慢性期病院は介護・新類型転換で増収に 慢性期医療協会 

日本慢性期医療協会 定例会見(2/9)《日本慢性期医療協会》

慢性期病院やケアミックス病院が、病床の一部を「介護医療院」の新類型病床に転換した場合は増収が期待できるが、急性期病院は逆に減収につながる可能性がある―。日本慢性期医療協会は16日までに、新類型病床への転換前後の病院収支の変化を試算した結果を公表した(p1~p28参照)。

現行の介護療養病床と看護配置25対1の医療療養病床は当初、2018年3月末で廃止される予定だった。
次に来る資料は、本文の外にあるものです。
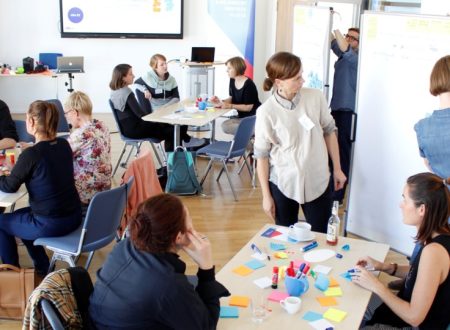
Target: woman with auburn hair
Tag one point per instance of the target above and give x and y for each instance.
(294, 135)
(129, 112)
(243, 95)
(91, 148)
(46, 169)
(423, 301)
(142, 284)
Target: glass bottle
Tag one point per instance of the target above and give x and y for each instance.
(333, 225)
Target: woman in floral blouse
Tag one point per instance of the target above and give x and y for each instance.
(91, 147)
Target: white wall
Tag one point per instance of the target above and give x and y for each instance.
(27, 29)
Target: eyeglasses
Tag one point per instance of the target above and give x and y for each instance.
(351, 37)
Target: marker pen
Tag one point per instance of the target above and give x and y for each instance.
(310, 246)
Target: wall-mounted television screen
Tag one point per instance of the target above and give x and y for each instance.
(158, 19)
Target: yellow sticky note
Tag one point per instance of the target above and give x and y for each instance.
(281, 255)
(243, 270)
(326, 301)
(333, 292)
(334, 314)
(241, 301)
(333, 282)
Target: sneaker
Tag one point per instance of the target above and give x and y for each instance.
(396, 285)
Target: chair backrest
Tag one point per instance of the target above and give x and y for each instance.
(143, 102)
(21, 128)
(242, 137)
(103, 217)
(63, 125)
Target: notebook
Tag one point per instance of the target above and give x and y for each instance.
(202, 54)
(70, 64)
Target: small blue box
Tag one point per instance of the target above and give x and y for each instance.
(49, 59)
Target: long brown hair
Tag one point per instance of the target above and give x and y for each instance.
(157, 222)
(45, 117)
(430, 190)
(281, 65)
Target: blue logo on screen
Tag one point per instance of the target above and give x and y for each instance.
(75, 15)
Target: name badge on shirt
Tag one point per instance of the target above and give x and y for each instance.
(306, 122)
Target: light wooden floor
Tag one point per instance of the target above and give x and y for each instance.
(228, 224)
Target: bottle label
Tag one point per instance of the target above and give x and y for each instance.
(331, 233)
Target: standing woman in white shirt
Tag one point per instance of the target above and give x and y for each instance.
(294, 134)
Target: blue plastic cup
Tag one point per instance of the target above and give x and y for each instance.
(202, 105)
(296, 286)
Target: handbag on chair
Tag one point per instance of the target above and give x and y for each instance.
(16, 285)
介護療養病床については期限が6年延長されるが、両病床の転換を促すため、今通常国会に提出された介護保険法等一部改正案には、新たな受け皿となる介護保険施設(介護医療院)の創設が盛り込まれている。

厚生労働省がこれまで関係審議会などに示した案によると、介護医療院は医療ニーズの高い認知症高齢者の利用を想定した施設で、医師や看護師の人員配置が手厚い「新類型I-1」と、老人保健施設並みの配置の「新類型I-2」に分かれる見通し。

日本慢性期医療協会は、老人収容所型の慢性期病院、慢性期病院、急性期と慢性期の病床を併せ持つケアミックス病院、急性期病院の4種類の病院で、一部病床を新類型病床に転換した場合の収支を複数のパターンで試算した(病床規模はいずれも200床)(p2~p28参照)。
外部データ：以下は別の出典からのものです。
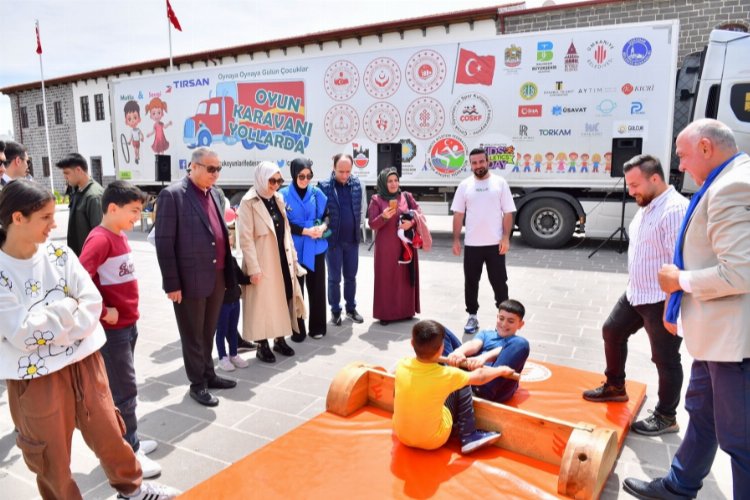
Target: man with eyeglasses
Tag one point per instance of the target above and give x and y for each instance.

例えば慢性期病院(20対1医療療養病棟1・100床、25対1医療療養病棟2・50床、30対1介護療養病棟・50 床)が、13対1地域包括ケア病棟1、15対1回復期リハビリテーション病棟2、20対1医療療養病棟1、新類型I-2(各50床)に移行した場合の1カ月当たり収支差額は、転換前よりも1,776万円増加(p10~p12参照)。慢性期病院、老人収容所型の慢性期病院、ケアミックス病院では、すべてのシミュレーションパターンで、増収が見込める結果となった(p2~p23参照)。

これに対して急性期病院(10対1病棟・150床、13対1回復期リハ病棟1・50床)は、病床の構成を7対1病棟、10対1地域包括ケア病棟1、13対1回復期リハ病棟1、20対1医療療養病棟1(各50床)とした場合は1カ月当たり271万円の増収となるが、10対1病棟、13対1回復期リハ病棟1、20対1医療療養病棟1、新類型I-2(各50床)を選択した場合は、279万円の減収になると試算している(p24~p28参照)。